# Yellow perch



## 1david (Jan 21, 2016)

So what we thinking on spawn this year? Late February? march? late march? Havnt fish yellows in awhile and want another crack at it.
Hoping i can get my kayak to float going to try to see if i can catch a yellow by wayson again.. or may try by jackson landing and go out into jug bay if we get warmer weather.


----------



## Big Rad (May 19, 2003)

Spawn is happening as I type this! DNR has placed access control and signage at spawning locations.


----------



## 1david (Jan 21, 2016)

that good i swear wayson going to be pack. Jackson landing might be decent spot with kayak and paddle up couplw miles and see if they still bitting.


----------



## Kevin Carter (Nov 19, 2015)

They are spawing now. I fished the Choptank yesterday and they were there


----------



## andypat (Jan 7, 2004)

Kevin Carter said:


> They are spawing now.

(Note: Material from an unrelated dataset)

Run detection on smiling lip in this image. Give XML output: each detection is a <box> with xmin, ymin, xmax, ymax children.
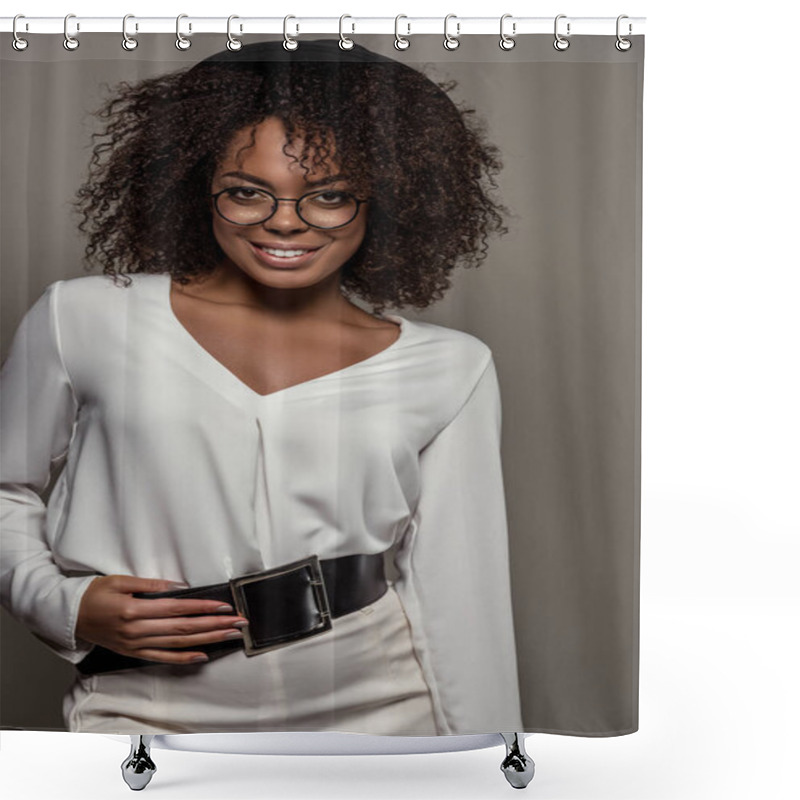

I fished the Choptank yesterday and they were there


In boat or from shore?


----------



## Kevin Carter (Nov 19, 2015)

andypat said:


> In boat or from shore?


I was fishing from the shore


----------



## Danta (Sep 22, 2015)

thanks for the info. i hope to be out there in a few weeks myself


----------



## 1david (Jan 21, 2016)

i might be hitting it up in morning trying some jigs or spinner see if anything bites...


----------